Chagford’s Stannary Court, responsible for overseeing the tin trade across vast swathes of north and east Devon, stood in the Market Square from the fourteenth century. But neither it, nor any of the square’s other medieval buildings, survive today. The impressive Bishops House on Lower Street, just to the north of the Market Square, comes closest. This was long thought to date from the fourteenth century, but expert opinion now puts the earliest possible date at c.1500.
Along with the parish Church of St Michael’s, Market Square would have represented the civic heart of medieval Chagford. Agriculture was the district’s life-blood, but the booming tin trade also brought money, people and occasionally trouble to the town in ways that must have radically shaken up the rural calm and isolation of previous centuries.
In 1530 Henry VIII granted Chagford the right to hold two annual fairs and confirmed the town’s historic claim to hold a weekly market. A little later the town’s parishioners bought these rights from the Lord of the Manor for £20 – a princely sum in the sixteenth century. Henceforth, the proceeds from Chagford’s market and fairs would accrue to the town itself, rather than just to its principal landowner.
By the nineteenth century there were four annual livestock fairs in the town. These were major events which brought farmers and traders from some distance. The buildings around the square would still mostly have consisted of ancient thatched cottages and workshops, and an open sewer still ran through the centre of the square (see drawing from 1810).

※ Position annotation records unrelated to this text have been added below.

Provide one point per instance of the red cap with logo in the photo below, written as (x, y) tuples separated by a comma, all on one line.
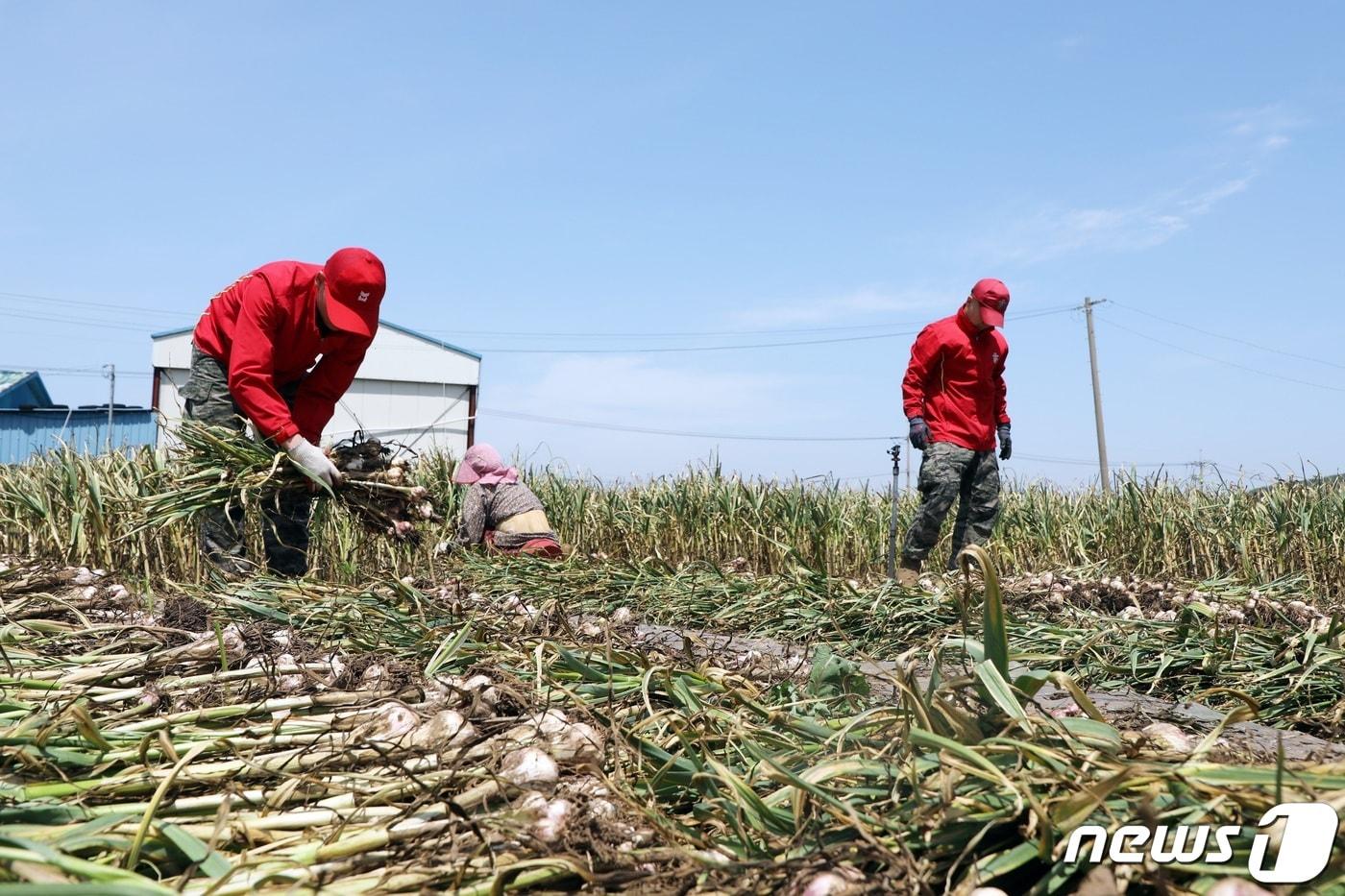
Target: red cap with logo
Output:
[(355, 287), (992, 296)]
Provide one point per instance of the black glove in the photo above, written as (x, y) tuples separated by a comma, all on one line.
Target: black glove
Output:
[(918, 432)]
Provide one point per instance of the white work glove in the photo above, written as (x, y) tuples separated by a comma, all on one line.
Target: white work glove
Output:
[(312, 460)]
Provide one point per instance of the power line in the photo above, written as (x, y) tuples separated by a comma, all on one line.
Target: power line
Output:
[(1244, 342), (1220, 361), (715, 332), (592, 424), (81, 303), (641, 350), (78, 322)]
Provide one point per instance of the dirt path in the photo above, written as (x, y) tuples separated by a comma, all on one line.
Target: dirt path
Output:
[(1127, 711)]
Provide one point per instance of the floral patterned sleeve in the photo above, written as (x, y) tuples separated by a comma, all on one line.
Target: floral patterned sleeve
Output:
[(473, 526)]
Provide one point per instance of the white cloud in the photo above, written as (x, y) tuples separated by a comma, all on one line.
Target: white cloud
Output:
[(1248, 137), (864, 303), (1264, 127), (632, 390)]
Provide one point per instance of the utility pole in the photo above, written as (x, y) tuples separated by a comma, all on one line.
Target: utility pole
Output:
[(111, 399), (892, 525), (1092, 361)]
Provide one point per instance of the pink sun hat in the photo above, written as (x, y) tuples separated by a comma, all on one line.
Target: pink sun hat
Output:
[(481, 463)]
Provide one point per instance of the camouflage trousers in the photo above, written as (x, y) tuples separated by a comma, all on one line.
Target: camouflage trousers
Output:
[(221, 530), (951, 472)]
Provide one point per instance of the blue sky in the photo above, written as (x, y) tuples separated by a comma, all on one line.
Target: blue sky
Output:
[(782, 173)]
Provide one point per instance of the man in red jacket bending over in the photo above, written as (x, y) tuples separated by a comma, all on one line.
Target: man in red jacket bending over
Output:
[(251, 359), (954, 397)]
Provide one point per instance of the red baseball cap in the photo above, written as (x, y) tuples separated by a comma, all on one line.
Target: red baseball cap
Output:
[(355, 285), (992, 296)]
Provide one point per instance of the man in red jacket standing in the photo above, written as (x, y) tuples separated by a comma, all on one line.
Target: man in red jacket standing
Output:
[(954, 396), (252, 359)]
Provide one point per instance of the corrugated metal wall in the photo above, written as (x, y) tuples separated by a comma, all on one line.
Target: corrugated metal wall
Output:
[(27, 432)]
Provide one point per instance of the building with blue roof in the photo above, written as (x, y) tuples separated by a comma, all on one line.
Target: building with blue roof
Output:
[(412, 388)]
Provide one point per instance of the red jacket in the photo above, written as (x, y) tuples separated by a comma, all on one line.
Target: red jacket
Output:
[(264, 329), (957, 382)]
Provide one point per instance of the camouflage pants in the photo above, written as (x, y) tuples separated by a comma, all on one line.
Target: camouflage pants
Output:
[(222, 537), (951, 472)]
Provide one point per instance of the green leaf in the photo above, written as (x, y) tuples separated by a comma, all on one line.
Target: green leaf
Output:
[(210, 861)]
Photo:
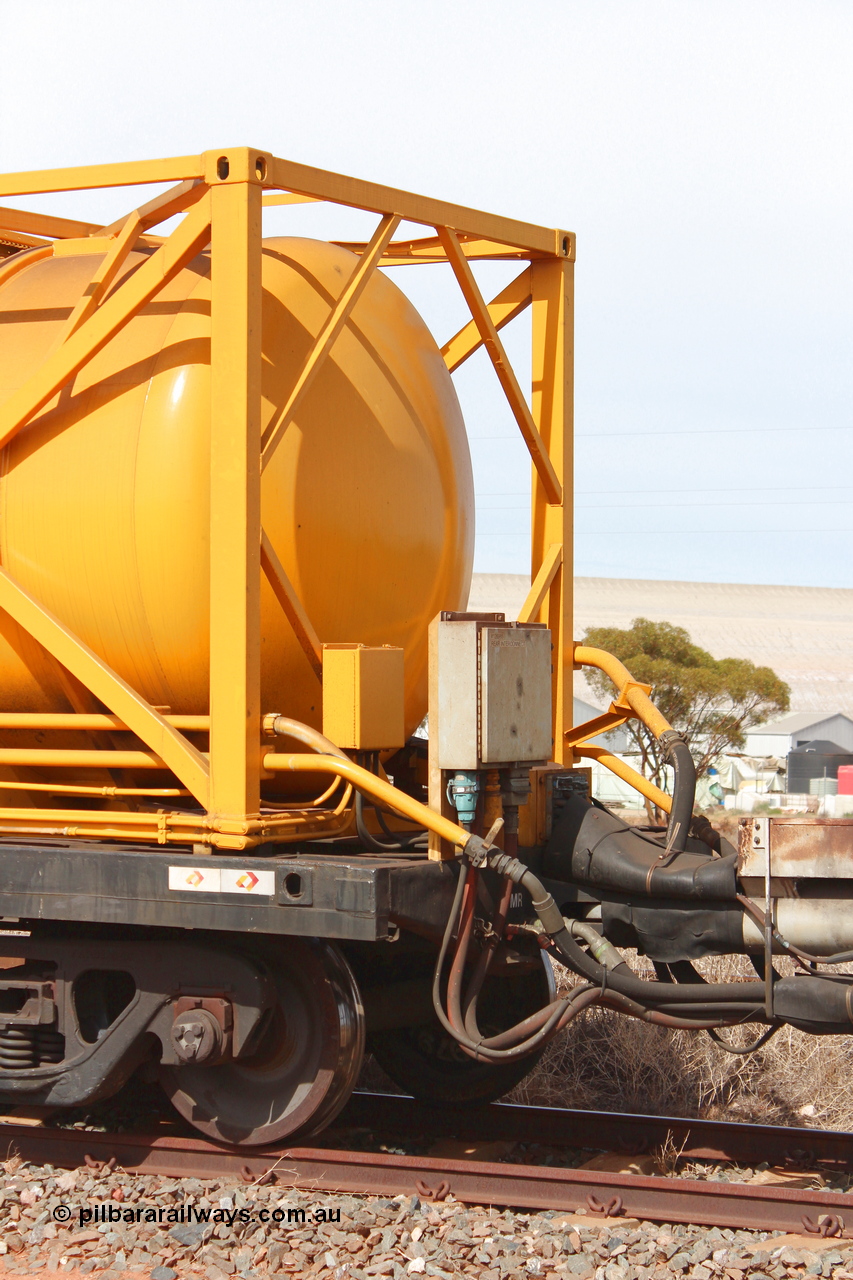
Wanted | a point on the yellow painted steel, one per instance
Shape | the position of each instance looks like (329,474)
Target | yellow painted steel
(373,786)
(628,775)
(630,702)
(633,698)
(105,502)
(200,487)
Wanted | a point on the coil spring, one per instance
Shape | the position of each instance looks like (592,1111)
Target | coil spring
(30,1046)
(18,1047)
(50,1045)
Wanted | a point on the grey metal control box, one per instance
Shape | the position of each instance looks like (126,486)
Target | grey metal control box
(493,685)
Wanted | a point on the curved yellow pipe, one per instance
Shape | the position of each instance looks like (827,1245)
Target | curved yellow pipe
(628,775)
(633,696)
(373,786)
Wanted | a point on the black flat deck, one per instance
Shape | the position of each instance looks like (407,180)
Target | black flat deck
(333,895)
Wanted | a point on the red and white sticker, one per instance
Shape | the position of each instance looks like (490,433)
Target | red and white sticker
(195,880)
(247,880)
(222,880)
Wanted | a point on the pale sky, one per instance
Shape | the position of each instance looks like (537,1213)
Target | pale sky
(701,151)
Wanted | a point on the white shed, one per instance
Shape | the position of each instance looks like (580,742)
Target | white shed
(781,736)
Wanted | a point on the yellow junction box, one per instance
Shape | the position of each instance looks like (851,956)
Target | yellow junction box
(363,696)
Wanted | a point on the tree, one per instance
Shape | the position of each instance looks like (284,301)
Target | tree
(711,700)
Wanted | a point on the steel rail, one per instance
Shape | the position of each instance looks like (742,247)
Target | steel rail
(598,1194)
(602,1130)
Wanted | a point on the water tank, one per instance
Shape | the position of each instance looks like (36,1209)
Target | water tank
(104,497)
(817,759)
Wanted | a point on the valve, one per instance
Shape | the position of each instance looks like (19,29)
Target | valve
(463,794)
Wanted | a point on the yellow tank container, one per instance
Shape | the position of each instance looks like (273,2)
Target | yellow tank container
(104,497)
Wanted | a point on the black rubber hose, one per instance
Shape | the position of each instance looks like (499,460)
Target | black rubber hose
(482,1050)
(678,754)
(584,964)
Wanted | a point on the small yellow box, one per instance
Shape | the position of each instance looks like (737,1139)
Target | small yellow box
(363,696)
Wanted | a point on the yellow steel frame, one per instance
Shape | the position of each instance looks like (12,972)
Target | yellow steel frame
(220,197)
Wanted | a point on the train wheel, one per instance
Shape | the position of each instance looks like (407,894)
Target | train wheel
(427,1063)
(305,1065)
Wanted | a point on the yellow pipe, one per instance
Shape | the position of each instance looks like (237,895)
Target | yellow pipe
(373,786)
(628,775)
(632,695)
(90,722)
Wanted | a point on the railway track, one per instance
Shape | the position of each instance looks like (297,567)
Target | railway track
(598,1194)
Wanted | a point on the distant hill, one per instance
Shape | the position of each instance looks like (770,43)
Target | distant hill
(803,632)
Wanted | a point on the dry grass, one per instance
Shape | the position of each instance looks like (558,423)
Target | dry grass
(609,1061)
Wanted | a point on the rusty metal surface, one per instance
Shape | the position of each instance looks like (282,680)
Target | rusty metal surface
(597,1130)
(801,845)
(585,1191)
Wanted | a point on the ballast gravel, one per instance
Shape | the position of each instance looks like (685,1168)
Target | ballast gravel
(360,1237)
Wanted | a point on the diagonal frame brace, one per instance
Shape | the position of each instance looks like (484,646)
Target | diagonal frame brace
(104,277)
(173,255)
(291,606)
(328,334)
(541,585)
(179,755)
(503,369)
(503,307)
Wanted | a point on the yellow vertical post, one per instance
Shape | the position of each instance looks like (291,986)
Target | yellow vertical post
(552,411)
(235,490)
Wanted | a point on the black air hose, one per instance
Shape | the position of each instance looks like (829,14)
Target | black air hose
(678,754)
(585,965)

The arrival of the railway at Moretonhampstead connected Chagford to the wider world in new ways. Tourism increased considerably, and gradually many of the properties around the market square began to cater for these well-to-do visitors. Cottages and workshop were converted to shops and cafes, while ancient pubs transformed themselves into coaching inns able to cater for travellers keen to explore the nearby moors.
By the 1860s the old thatched market building, known locally as ‘The Shambles’, was beginning to fall into severe disrepair (although this may not be the origin of the name, since in towns across England ‘shambles’ was the name widely given to market-place slaughterhouses).
As these two images illustrate, the dilapidated building was no longer felt to be in keeping with local traders’ aspirations for the town as an upmarket tourist destination. In 1862 The Shambles were finally pulled down and a distinctive new market house – the current octagonal structure – was built by local craftsmen.
Market days and livestock fairs continued, but by the inter-war years tourist traffic was beginning to clog the square in summer. Where children had once played, cars and motorbikes now dominated – at least during the tourist high season. This is a feature of town life that has changed little in the intervening century, although parking restrictions have doubtless become more draconian.
In 1985 the Market House was painstakingly restored at considerable expense. It continues to provide a focal point to the town to this day.